Despite their clear advantages, the broad use of carbenes has been limited by problems with traditional starting materials. Common reagents, such as diazo compounds (which contain two nitrogen atoms linked together) and gem-diiodoalkanes (alkanes with two iodine atoms attached to the same carbon), are often unsafe and may not work well with various functional groups. Also, the excessively reactive carbenes can cause unwanted reactions. Therefore, controlling this strong reactivity and achieving selective results remain major challenges for chemists.
In response to these challenges, this seminar highlights state-of-the-art strategies intended to overcome these long-standing limitations.
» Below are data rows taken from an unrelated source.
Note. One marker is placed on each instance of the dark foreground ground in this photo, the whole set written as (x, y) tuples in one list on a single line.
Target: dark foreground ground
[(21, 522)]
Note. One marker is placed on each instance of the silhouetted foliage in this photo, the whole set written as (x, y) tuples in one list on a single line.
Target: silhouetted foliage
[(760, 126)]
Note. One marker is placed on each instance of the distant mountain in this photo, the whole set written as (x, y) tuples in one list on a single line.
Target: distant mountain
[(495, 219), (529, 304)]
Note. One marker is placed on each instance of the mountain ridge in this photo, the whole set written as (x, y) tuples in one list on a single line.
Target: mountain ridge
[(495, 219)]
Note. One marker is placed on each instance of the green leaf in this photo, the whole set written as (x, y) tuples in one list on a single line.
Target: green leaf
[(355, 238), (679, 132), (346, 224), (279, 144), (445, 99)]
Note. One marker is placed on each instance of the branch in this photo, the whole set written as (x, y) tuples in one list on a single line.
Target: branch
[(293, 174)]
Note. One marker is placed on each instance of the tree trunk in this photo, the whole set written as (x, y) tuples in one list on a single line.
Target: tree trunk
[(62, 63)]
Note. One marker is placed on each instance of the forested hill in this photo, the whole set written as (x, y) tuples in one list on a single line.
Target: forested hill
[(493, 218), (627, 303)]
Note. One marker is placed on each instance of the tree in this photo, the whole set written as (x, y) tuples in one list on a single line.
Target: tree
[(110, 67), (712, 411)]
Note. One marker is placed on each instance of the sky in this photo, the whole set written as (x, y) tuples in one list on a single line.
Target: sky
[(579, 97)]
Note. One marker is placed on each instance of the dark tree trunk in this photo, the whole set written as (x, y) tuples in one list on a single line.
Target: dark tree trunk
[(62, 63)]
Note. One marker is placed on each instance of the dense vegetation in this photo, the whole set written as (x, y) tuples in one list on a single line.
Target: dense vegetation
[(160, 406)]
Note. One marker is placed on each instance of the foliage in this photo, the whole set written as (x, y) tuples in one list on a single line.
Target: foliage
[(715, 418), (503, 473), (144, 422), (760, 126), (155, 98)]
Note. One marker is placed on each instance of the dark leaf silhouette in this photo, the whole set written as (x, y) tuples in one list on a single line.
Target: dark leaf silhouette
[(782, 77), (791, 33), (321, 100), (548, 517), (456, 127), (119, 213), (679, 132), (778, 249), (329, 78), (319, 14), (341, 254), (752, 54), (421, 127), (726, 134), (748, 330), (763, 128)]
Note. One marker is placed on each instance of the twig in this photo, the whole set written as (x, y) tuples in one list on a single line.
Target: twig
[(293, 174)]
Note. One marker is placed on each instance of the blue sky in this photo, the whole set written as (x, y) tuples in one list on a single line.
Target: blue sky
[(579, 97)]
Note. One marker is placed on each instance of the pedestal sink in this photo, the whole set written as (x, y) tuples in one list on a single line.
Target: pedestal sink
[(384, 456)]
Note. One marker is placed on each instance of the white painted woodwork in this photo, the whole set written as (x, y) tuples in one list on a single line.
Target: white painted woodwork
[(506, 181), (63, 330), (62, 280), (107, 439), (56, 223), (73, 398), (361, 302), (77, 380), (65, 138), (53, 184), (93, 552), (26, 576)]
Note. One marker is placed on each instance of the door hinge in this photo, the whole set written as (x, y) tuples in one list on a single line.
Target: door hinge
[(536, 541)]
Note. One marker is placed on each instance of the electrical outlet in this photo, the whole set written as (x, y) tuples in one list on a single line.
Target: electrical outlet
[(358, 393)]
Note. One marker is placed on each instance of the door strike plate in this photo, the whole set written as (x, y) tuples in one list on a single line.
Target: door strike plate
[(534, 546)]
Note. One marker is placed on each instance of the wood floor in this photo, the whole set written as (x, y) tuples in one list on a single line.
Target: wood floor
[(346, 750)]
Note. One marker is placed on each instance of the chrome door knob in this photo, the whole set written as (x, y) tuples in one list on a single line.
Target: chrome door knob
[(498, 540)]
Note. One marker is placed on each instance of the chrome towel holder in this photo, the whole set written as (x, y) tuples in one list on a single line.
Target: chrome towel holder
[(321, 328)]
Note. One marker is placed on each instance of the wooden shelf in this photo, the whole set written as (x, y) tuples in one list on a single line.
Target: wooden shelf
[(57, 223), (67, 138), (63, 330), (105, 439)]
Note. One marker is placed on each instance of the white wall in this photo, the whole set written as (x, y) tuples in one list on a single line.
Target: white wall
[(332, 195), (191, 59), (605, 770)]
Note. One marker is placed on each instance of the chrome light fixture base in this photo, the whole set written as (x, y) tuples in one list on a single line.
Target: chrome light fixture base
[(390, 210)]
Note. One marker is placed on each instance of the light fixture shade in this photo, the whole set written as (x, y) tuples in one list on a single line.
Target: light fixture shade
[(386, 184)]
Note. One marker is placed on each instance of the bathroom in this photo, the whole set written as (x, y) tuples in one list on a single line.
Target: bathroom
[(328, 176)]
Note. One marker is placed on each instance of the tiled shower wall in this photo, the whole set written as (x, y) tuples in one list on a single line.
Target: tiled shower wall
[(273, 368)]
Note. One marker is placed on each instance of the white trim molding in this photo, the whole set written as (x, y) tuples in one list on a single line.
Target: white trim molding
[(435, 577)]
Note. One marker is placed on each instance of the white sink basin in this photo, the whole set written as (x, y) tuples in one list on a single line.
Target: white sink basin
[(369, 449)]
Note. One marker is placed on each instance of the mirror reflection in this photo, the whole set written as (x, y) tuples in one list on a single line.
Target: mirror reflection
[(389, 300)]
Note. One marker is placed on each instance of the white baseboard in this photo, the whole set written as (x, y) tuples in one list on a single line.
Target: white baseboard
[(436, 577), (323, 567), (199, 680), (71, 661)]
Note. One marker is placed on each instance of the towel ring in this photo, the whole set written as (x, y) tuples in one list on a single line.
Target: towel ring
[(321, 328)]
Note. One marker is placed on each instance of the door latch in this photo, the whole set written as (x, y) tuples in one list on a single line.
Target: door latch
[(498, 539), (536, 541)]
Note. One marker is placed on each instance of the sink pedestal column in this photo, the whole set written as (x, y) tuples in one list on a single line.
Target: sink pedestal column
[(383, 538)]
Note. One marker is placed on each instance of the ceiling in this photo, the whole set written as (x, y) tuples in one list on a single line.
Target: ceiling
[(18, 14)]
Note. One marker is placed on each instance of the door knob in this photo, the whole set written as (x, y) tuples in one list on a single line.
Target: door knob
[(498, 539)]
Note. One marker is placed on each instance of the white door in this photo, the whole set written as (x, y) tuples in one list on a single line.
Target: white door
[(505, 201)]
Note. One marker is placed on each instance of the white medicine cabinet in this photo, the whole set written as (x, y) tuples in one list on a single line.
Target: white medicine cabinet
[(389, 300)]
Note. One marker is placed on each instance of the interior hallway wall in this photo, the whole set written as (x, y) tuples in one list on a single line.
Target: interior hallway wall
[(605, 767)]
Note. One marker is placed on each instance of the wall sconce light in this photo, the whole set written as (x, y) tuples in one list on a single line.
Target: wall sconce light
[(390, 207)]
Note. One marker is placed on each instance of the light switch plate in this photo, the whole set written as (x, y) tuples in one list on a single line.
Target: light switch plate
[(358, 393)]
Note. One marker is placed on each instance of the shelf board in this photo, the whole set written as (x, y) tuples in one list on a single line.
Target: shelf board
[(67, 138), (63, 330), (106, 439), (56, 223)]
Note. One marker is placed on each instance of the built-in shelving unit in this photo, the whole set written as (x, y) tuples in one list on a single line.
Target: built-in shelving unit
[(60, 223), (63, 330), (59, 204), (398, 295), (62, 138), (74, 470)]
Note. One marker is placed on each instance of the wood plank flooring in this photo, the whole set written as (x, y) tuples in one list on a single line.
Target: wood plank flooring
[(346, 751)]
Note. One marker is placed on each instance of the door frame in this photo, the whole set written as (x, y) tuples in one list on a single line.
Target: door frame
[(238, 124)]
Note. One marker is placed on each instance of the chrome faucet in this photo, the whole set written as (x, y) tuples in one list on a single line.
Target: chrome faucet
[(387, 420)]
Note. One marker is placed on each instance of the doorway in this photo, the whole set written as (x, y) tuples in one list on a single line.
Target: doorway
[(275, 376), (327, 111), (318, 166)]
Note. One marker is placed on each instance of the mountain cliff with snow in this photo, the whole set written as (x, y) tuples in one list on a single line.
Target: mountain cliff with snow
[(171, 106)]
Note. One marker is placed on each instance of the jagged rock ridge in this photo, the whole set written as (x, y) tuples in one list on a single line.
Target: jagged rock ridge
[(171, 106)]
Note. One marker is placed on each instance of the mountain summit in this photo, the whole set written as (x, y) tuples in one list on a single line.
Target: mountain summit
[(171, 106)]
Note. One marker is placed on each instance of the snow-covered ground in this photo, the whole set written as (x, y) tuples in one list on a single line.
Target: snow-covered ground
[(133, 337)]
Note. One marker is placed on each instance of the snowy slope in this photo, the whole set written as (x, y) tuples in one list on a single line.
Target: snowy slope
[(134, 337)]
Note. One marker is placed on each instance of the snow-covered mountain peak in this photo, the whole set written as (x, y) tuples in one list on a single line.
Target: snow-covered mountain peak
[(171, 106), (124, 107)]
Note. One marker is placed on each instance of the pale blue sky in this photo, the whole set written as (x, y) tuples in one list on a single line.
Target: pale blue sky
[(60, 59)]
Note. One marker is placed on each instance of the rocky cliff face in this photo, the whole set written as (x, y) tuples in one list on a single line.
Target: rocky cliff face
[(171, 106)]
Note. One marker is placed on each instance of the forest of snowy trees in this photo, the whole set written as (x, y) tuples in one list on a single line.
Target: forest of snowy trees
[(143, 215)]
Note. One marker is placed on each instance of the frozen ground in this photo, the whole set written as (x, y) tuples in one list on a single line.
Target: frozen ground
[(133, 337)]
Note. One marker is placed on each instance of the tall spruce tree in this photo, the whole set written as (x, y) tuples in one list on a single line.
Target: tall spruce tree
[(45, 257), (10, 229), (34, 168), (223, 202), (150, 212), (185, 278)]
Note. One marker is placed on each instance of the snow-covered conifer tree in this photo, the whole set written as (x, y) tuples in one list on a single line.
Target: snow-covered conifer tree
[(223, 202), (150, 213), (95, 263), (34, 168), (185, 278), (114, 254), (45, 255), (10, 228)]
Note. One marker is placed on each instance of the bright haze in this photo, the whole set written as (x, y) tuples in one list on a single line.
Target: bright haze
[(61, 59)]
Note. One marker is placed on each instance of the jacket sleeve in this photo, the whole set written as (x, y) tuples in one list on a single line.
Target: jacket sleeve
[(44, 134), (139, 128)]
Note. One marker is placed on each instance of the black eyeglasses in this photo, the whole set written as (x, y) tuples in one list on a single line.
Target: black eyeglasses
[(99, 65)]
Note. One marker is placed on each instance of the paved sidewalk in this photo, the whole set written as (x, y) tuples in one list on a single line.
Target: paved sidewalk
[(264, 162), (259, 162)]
First, recent advances covering two fundamental pillars of this field will be discussed: (1) the development of highly versatile carbene generation methods that bypass hazardous precursors,1 and (2) the accurate control of carbene reactivity through advanced catalytic systems.2, 3 These modern protocols allow for unrivaled precision in maneuvering complex molecular environments.
Progressing from these advances, the expanding role of carbenes in the fast-growing field of "skeletal editing" will be explored.4 Unlike classic peripheral functionalization, skeletal editing allows direct manipulation of core molecular frameworks. I will introduce recent landmark examples exhibiting how carbene intermediates are uniquely suited for these demanding transformations, thereby reshaping the logic of molecular synthesis and unlocking new chemical space.